Another step is being taken today in my journey to learn how to dance between the light and the dark of my life. We will be having our first bonfire of the year tonight at Avalon. Normally, at this point in the year we would have had at least 3-4 bonfires already. The solstices and equinoxes have almost always been celebrated with a bonfire and wonderful hanging with folks at Avalon. These fires are a time of celebration, relaxing, letting go of our tensions and worries, laughing a lot, and simply relishing being in the moment. Tonight we hope to do all of these and begin the process of shifting the energy at the farm and within ourselves. I am seeking, at least for tonight, to bask in the glow of the fire and dance in the light.
For many, many years at Avalon the Spring Equinox has been the time of celebrating surviving winter and enjoying the first fire of the year. That had been the plan this year as well, until Russell and I stepped into a rabbit hole and ended up in Cuckoo Luckoo Land. Not only could a fire not happen to celebrate the beginning of spring, the kids and I simply couldn’t handle the thought of one at Summer Solstice either. The very thought of it almost caused us to scream “No, not yet!”
For you see, Russell has always been the Fire Master of Avalon and usually for our family gatherings at home too. I love fires but Russell LOVED fires, finding great joy and pride in building big, beautiful fires. It was like watching an artist paint a great work of art when watching Russell with his fires. Oh, it could get a little scary watching him at times as he liked to “dance” as close as he could to the fire, moving branches around, stirring the embers, making it just right. He would spend hours and hours and hours playing with the fire. And I believe some of the greatest conversations he had with folks at Avalon occurred around a fire.
The weekend after Russell died Avalon’s community gave me (and all of Avalon) a great gift in doing a massive spring cleaning, de-cluttering, and beautifying of the farm. In the midst of the cleaning someone found Russell’s fire tending stick. Before it could be thrown on the to burn pile, someone (I think it was John Wottowa) said “NO, don’t throw it out! That was Russell’s fire stick.” That stick was made into a beautiful memorial for Russell that hangs outside of my office in the entryway of Avalon. It reads “May his fire burn eternally.” Every time I see it throughout my days I smile and think of Russell and his joy for playing with fire.
My journey to find just the right, new fire tending stick this morning was one I am deeply grateful for and reminded me how much I love walking the land of Avalon. I walked into the wooded area of Avalon that we call the Small Trail. Rue and Hinata gladly went with me staying close by as I explored and searched for just the right stick. Hearing the birds singing, feeling the strong breeze blowing my hair, seeing the light streaming through the trees, listening to my favorite songs I’ve saved onto my phone, all of these filled me with quiet gratitude for being in this time, this moment. We wandered for quite a while checking out stick after stick, waiting for just the right one. And then, as Sam Smith’s song “Stay with Me” started playing on my phone, I found what I had been looking for – a strong stick capable of handling moving logs around in a fire, green enough to not burn up at the first hint of heat, and long enough for me to reach the fire without burning my face off. The magic of finding this stick while this particular song played was very special. For you see, this was the song I played over and over and over again when I would sit alone with Russell in the hospital. It was as if Russell was with me in finding my Fire stick and helping guide me to the torch he could pass to me. A wonderful moment of feeling the continued connection and knowing I am not alone.

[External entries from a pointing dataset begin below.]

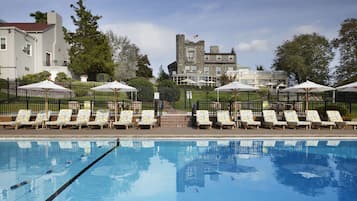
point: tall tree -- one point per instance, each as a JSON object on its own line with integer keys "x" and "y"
{"x": 143, "y": 67}
{"x": 125, "y": 55}
{"x": 347, "y": 45}
{"x": 306, "y": 57}
{"x": 89, "y": 52}
{"x": 39, "y": 16}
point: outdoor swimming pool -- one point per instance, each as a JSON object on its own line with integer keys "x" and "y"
{"x": 180, "y": 170}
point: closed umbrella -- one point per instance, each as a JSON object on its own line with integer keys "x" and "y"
{"x": 45, "y": 86}
{"x": 308, "y": 87}
{"x": 115, "y": 87}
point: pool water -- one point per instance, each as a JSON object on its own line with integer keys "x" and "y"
{"x": 182, "y": 170}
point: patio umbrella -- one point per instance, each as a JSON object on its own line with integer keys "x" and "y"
{"x": 188, "y": 81}
{"x": 235, "y": 87}
{"x": 352, "y": 87}
{"x": 308, "y": 87}
{"x": 115, "y": 87}
{"x": 45, "y": 86}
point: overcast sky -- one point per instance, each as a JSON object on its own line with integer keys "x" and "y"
{"x": 253, "y": 27}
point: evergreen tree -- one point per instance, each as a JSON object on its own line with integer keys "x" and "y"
{"x": 143, "y": 67}
{"x": 347, "y": 44}
{"x": 124, "y": 55}
{"x": 307, "y": 56}
{"x": 89, "y": 51}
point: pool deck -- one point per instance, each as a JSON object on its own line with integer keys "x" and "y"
{"x": 177, "y": 133}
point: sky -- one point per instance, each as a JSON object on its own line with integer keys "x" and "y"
{"x": 254, "y": 28}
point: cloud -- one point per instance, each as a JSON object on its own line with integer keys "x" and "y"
{"x": 306, "y": 29}
{"x": 158, "y": 42}
{"x": 253, "y": 46}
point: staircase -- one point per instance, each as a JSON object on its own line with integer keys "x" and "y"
{"x": 175, "y": 120}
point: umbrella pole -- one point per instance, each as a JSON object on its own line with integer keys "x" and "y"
{"x": 46, "y": 103}
{"x": 307, "y": 100}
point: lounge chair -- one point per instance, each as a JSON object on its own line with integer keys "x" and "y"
{"x": 82, "y": 119}
{"x": 313, "y": 117}
{"x": 247, "y": 119}
{"x": 293, "y": 120}
{"x": 271, "y": 121}
{"x": 147, "y": 119}
{"x": 125, "y": 119}
{"x": 224, "y": 120}
{"x": 40, "y": 120}
{"x": 335, "y": 116}
{"x": 22, "y": 117}
{"x": 63, "y": 117}
{"x": 202, "y": 119}
{"x": 101, "y": 119}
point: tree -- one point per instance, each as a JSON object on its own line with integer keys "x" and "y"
{"x": 306, "y": 57}
{"x": 39, "y": 16}
{"x": 163, "y": 75}
{"x": 347, "y": 45}
{"x": 169, "y": 90}
{"x": 260, "y": 68}
{"x": 125, "y": 55}
{"x": 143, "y": 67}
{"x": 89, "y": 51}
{"x": 145, "y": 88}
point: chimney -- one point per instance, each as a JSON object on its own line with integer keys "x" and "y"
{"x": 214, "y": 49}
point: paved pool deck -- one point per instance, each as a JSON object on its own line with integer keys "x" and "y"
{"x": 177, "y": 133}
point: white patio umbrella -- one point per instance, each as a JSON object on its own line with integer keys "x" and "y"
{"x": 45, "y": 86}
{"x": 188, "y": 81}
{"x": 115, "y": 87}
{"x": 308, "y": 87}
{"x": 351, "y": 87}
{"x": 235, "y": 87}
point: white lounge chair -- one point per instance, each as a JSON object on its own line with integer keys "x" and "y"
{"x": 41, "y": 119}
{"x": 271, "y": 120}
{"x": 247, "y": 119}
{"x": 63, "y": 117}
{"x": 125, "y": 119}
{"x": 22, "y": 117}
{"x": 202, "y": 119}
{"x": 224, "y": 120}
{"x": 82, "y": 119}
{"x": 314, "y": 117}
{"x": 147, "y": 119}
{"x": 335, "y": 116}
{"x": 101, "y": 119}
{"x": 293, "y": 120}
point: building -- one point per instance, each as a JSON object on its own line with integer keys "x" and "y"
{"x": 195, "y": 66}
{"x": 28, "y": 48}
{"x": 270, "y": 79}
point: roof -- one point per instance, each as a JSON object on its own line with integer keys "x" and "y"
{"x": 27, "y": 26}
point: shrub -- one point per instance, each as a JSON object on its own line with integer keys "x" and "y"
{"x": 62, "y": 77}
{"x": 145, "y": 88}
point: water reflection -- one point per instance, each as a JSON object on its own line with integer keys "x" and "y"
{"x": 184, "y": 170}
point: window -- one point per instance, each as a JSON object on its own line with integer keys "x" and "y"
{"x": 3, "y": 45}
{"x": 190, "y": 53}
{"x": 218, "y": 71}
{"x": 48, "y": 59}
{"x": 206, "y": 70}
{"x": 28, "y": 49}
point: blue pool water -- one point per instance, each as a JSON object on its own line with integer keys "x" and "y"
{"x": 181, "y": 170}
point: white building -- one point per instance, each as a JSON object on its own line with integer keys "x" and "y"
{"x": 28, "y": 48}
{"x": 269, "y": 79}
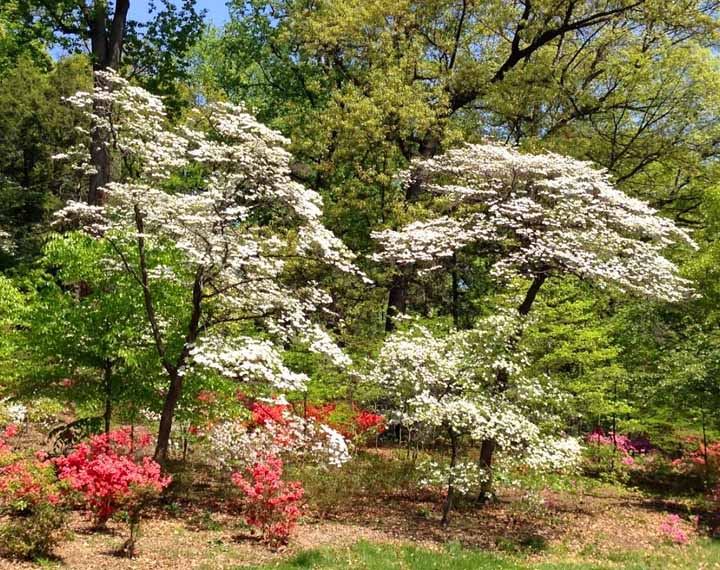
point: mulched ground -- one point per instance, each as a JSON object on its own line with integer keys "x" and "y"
{"x": 198, "y": 534}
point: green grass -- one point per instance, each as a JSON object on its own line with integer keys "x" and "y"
{"x": 365, "y": 556}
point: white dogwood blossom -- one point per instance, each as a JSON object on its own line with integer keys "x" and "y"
{"x": 236, "y": 231}
{"x": 447, "y": 383}
{"x": 209, "y": 210}
{"x": 539, "y": 215}
{"x": 234, "y": 445}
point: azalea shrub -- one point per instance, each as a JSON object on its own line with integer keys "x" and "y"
{"x": 613, "y": 456}
{"x": 275, "y": 430}
{"x": 698, "y": 461}
{"x": 357, "y": 425}
{"x": 109, "y": 473}
{"x": 31, "y": 502}
{"x": 270, "y": 505}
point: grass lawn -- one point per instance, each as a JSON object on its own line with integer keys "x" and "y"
{"x": 704, "y": 555}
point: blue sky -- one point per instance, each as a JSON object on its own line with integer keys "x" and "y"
{"x": 216, "y": 10}
{"x": 217, "y": 13}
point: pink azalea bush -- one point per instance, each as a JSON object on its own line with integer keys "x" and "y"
{"x": 699, "y": 461}
{"x": 270, "y": 504}
{"x": 614, "y": 455}
{"x": 108, "y": 476}
{"x": 31, "y": 502}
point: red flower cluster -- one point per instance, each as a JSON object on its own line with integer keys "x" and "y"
{"x": 271, "y": 504}
{"x": 625, "y": 444}
{"x": 320, "y": 413}
{"x": 107, "y": 474}
{"x": 263, "y": 413}
{"x": 367, "y": 420}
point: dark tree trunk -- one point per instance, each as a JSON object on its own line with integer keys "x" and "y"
{"x": 106, "y": 46}
{"x": 107, "y": 374}
{"x": 397, "y": 301}
{"x": 445, "y": 522}
{"x": 166, "y": 418}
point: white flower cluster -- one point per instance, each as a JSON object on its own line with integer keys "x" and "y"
{"x": 234, "y": 445}
{"x": 544, "y": 213}
{"x": 15, "y": 412}
{"x": 466, "y": 476}
{"x": 558, "y": 454}
{"x": 448, "y": 382}
{"x": 6, "y": 242}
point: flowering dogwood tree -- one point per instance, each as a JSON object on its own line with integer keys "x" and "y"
{"x": 206, "y": 218}
{"x": 543, "y": 215}
{"x": 446, "y": 384}
{"x": 536, "y": 216}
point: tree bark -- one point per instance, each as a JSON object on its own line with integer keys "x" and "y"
{"x": 397, "y": 301}
{"x": 166, "y": 418}
{"x": 487, "y": 449}
{"x": 106, "y": 47}
{"x": 445, "y": 522}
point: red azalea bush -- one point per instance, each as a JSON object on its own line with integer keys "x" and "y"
{"x": 31, "y": 502}
{"x": 352, "y": 422}
{"x": 271, "y": 505}
{"x": 612, "y": 456}
{"x": 108, "y": 474}
{"x": 699, "y": 461}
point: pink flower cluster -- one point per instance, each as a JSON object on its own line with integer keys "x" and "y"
{"x": 625, "y": 444}
{"x": 670, "y": 528}
{"x": 106, "y": 473}
{"x": 10, "y": 431}
{"x": 271, "y": 504}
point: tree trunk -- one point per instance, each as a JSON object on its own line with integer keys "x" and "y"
{"x": 106, "y": 46}
{"x": 107, "y": 374}
{"x": 445, "y": 522}
{"x": 166, "y": 418}
{"x": 397, "y": 301}
{"x": 487, "y": 449}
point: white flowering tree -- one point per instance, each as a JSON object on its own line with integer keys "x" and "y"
{"x": 206, "y": 219}
{"x": 445, "y": 385}
{"x": 536, "y": 216}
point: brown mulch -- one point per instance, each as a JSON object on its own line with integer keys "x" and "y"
{"x": 604, "y": 520}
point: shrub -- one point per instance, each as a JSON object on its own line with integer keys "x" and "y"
{"x": 271, "y": 505}
{"x": 109, "y": 476}
{"x": 672, "y": 531}
{"x": 698, "y": 461}
{"x": 31, "y": 500}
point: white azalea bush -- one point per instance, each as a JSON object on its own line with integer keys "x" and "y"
{"x": 236, "y": 445}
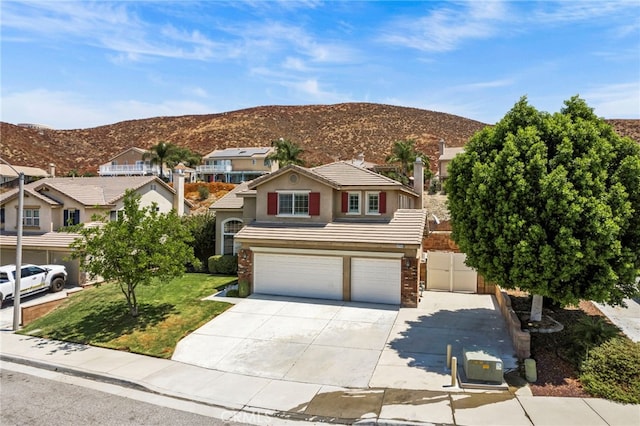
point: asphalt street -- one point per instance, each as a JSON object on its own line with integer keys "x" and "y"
{"x": 27, "y": 398}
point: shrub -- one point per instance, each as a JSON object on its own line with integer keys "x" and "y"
{"x": 588, "y": 333}
{"x": 226, "y": 264}
{"x": 612, "y": 371}
{"x": 203, "y": 229}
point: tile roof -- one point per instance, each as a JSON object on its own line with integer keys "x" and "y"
{"x": 138, "y": 150}
{"x": 231, "y": 200}
{"x": 449, "y": 153}
{"x": 406, "y": 227}
{"x": 345, "y": 174}
{"x": 238, "y": 152}
{"x": 95, "y": 191}
{"x": 338, "y": 175}
{"x": 28, "y": 192}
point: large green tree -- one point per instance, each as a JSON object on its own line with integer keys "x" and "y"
{"x": 287, "y": 152}
{"x": 550, "y": 203}
{"x": 138, "y": 247}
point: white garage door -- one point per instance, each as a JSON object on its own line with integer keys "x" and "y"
{"x": 297, "y": 275}
{"x": 447, "y": 271}
{"x": 375, "y": 280}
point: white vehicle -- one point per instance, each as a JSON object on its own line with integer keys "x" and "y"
{"x": 34, "y": 279}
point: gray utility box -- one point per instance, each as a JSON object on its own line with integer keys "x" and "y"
{"x": 482, "y": 366}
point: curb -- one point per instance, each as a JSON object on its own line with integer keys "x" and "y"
{"x": 281, "y": 415}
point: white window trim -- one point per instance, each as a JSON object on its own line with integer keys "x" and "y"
{"x": 299, "y": 192}
{"x": 377, "y": 194}
{"x": 32, "y": 217}
{"x": 222, "y": 234}
{"x": 349, "y": 194}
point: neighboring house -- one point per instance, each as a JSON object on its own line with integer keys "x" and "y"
{"x": 8, "y": 176}
{"x": 236, "y": 165}
{"x": 52, "y": 203}
{"x": 130, "y": 162}
{"x": 336, "y": 231}
{"x": 446, "y": 155}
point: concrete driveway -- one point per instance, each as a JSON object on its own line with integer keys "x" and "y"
{"x": 347, "y": 344}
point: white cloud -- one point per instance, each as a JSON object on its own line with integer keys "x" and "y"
{"x": 615, "y": 100}
{"x": 310, "y": 90}
{"x": 446, "y": 28}
{"x": 67, "y": 110}
{"x": 484, "y": 85}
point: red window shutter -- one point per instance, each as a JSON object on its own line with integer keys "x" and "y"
{"x": 272, "y": 203}
{"x": 383, "y": 202}
{"x": 314, "y": 204}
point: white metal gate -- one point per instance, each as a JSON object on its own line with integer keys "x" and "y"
{"x": 446, "y": 271}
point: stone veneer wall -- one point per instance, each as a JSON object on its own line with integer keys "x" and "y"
{"x": 409, "y": 284}
{"x": 440, "y": 239}
{"x": 521, "y": 339}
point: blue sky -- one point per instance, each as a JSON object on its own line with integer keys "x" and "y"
{"x": 84, "y": 64}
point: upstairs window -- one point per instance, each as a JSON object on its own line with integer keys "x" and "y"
{"x": 71, "y": 217}
{"x": 376, "y": 203}
{"x": 353, "y": 203}
{"x": 373, "y": 203}
{"x": 293, "y": 203}
{"x": 31, "y": 217}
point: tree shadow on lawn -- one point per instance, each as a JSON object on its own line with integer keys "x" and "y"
{"x": 111, "y": 321}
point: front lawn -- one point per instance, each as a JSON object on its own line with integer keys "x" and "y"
{"x": 168, "y": 311}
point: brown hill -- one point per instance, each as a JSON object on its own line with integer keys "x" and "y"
{"x": 326, "y": 133}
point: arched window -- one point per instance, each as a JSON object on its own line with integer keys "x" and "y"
{"x": 229, "y": 228}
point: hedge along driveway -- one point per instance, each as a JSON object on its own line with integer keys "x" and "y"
{"x": 168, "y": 312}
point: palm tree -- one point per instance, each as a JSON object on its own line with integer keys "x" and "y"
{"x": 286, "y": 153}
{"x": 183, "y": 155}
{"x": 404, "y": 152}
{"x": 158, "y": 154}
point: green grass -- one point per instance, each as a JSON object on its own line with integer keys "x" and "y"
{"x": 167, "y": 312}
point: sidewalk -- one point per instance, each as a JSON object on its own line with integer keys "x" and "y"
{"x": 267, "y": 401}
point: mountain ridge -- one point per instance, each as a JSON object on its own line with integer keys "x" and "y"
{"x": 325, "y": 132}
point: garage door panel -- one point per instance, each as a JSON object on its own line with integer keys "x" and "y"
{"x": 375, "y": 280}
{"x": 439, "y": 280}
{"x": 298, "y": 275}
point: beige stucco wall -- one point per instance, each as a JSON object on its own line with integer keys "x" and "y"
{"x": 393, "y": 198}
{"x": 246, "y": 164}
{"x": 221, "y": 218}
{"x": 282, "y": 183}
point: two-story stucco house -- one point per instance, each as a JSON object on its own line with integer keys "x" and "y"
{"x": 52, "y": 203}
{"x": 336, "y": 231}
{"x": 236, "y": 165}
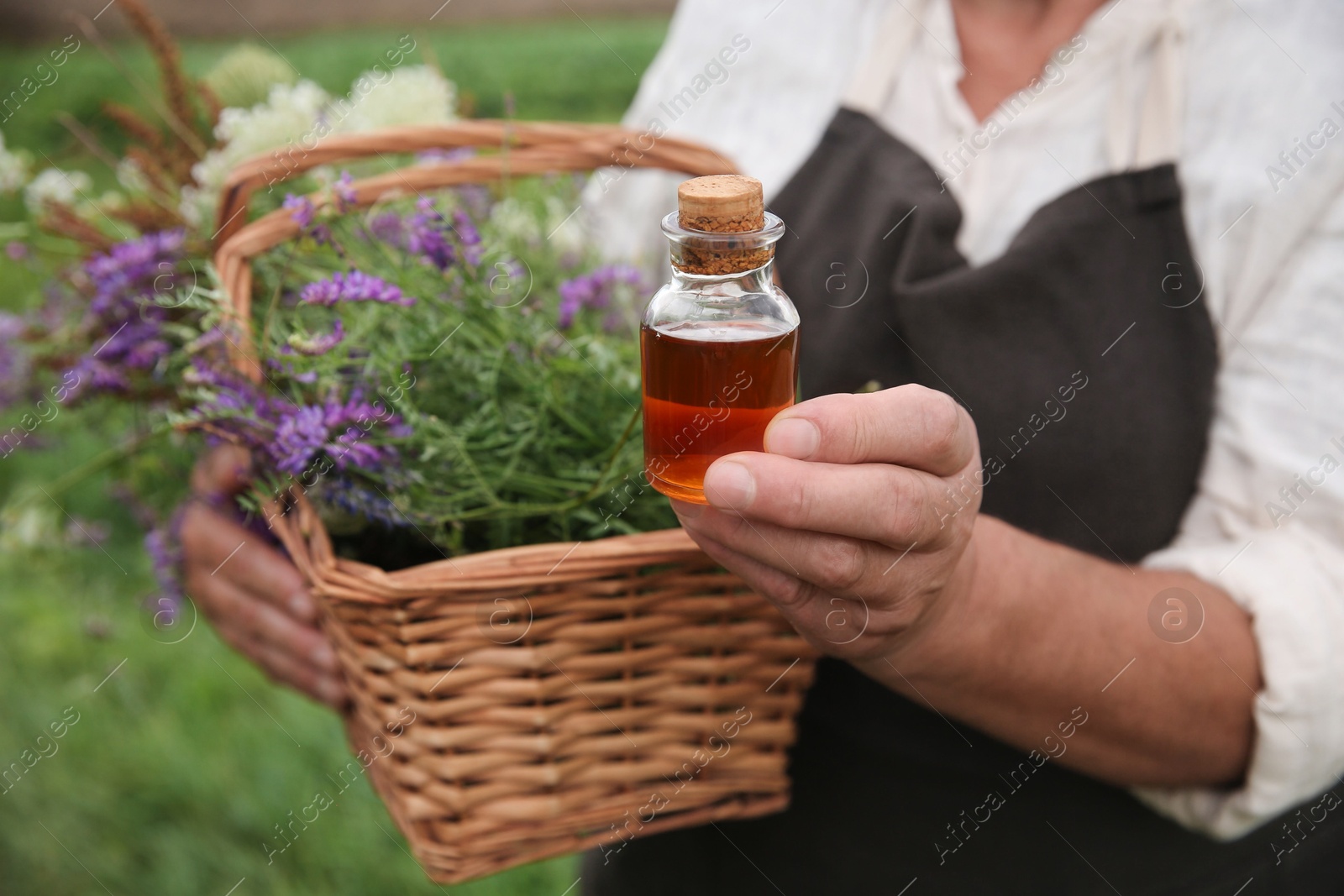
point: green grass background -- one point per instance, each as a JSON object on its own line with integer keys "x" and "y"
{"x": 185, "y": 761}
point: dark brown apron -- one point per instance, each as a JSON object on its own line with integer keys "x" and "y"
{"x": 1075, "y": 307}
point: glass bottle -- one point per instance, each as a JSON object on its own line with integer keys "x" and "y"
{"x": 719, "y": 342}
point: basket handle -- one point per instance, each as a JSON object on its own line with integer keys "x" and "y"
{"x": 528, "y": 148}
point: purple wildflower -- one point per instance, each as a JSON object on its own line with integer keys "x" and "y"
{"x": 355, "y": 286}
{"x": 365, "y": 501}
{"x": 427, "y": 238}
{"x": 319, "y": 343}
{"x": 13, "y": 364}
{"x": 336, "y": 429}
{"x": 389, "y": 228}
{"x": 131, "y": 268}
{"x": 595, "y": 291}
{"x": 470, "y": 237}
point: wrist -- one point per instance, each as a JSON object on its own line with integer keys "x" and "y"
{"x": 958, "y": 624}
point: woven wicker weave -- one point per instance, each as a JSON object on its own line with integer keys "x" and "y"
{"x": 526, "y": 703}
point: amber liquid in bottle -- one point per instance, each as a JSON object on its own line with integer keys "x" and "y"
{"x": 711, "y": 390}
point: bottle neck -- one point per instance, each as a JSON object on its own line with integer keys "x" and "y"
{"x": 759, "y": 280}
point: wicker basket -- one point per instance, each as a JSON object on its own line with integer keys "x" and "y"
{"x": 524, "y": 703}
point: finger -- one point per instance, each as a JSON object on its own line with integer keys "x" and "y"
{"x": 320, "y": 684}
{"x": 907, "y": 425}
{"x": 226, "y": 605}
{"x": 837, "y": 564}
{"x": 827, "y": 621}
{"x": 223, "y": 470}
{"x": 215, "y": 547}
{"x": 882, "y": 503}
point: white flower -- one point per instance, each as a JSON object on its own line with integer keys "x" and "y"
{"x": 57, "y": 186}
{"x": 132, "y": 176}
{"x": 515, "y": 219}
{"x": 407, "y": 96}
{"x": 566, "y": 224}
{"x": 13, "y": 170}
{"x": 288, "y": 117}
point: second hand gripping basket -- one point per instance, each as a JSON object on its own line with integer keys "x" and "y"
{"x": 531, "y": 701}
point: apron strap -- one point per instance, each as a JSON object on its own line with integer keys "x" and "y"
{"x": 873, "y": 83}
{"x": 1156, "y": 136}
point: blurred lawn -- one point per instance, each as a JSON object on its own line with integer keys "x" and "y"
{"x": 183, "y": 762}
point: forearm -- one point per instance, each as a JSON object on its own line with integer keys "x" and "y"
{"x": 1039, "y": 629}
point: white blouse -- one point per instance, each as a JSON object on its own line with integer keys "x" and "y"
{"x": 1263, "y": 165}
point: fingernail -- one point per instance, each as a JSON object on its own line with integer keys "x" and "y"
{"x": 729, "y": 485}
{"x": 302, "y": 606}
{"x": 687, "y": 511}
{"x": 331, "y": 692}
{"x": 793, "y": 437}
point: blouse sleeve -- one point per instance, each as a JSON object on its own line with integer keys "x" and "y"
{"x": 1268, "y": 527}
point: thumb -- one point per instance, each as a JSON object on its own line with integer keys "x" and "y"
{"x": 223, "y": 472}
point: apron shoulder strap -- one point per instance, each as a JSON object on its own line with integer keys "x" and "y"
{"x": 1153, "y": 134}
{"x": 871, "y": 85}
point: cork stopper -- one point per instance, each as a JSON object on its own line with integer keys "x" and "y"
{"x": 722, "y": 204}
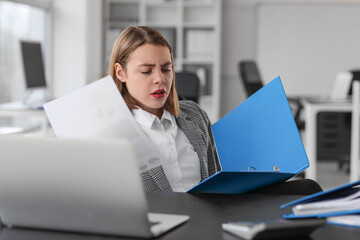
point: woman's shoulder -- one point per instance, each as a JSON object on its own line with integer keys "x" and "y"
{"x": 192, "y": 109}
{"x": 189, "y": 107}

I dragged my stick back, cut off the extra length to make it just the right size for me and decided to paint it to make it my own. Of course the chakra/rainbow colors are what I chose to paint. I had great fun painting and thinking of hanging with folks in front of a fire tonight. As I painted it felt more like I was decorating a Power Stick than just a fire tending stick. It feels like a reclaiming of something deep within me is occurring. And my heart is singing as I feel more excitement about having a fire tonight, instead of just being sad that it is the first fire without Russell. He would be so very, very pleased that we are doing this tonight.
So tonight we will have a fire at Avalon. This fire is to celebrate the Fall Equinox as we have always done. This fire is to celebrate Russell as I couldn’t do on his birthday due to the emergency surgery for Kateri’s horse. This fire is to honor and mark the 6 month anniversary of Russell’s death we face tomorrow, a large milestone my kids and I set as a marker for ourselves in our healing journey. This fire is to give myself and others a chance to write out the things we need to let go of and burn them in a fire. This fire is a chance to celebrate all of the things we are grateful and that can bring us joy. This fire is a chance to gather and begin to see who will now emerge as the new fire master/tender of Avalon. This fire is a chance for me to take another step in the dance I am learning to move in as I play with the fire tonight, remembering my partner and the joy he had for the simple things in life. The fire is a chance for me and my kids to take another step forward into powerful knowing we can heal and find joy again. The fire is a chance to PLAY and BE deeply in the moment of NOW! This fire is a chance to dance with the light and the dark and be grateful for it all!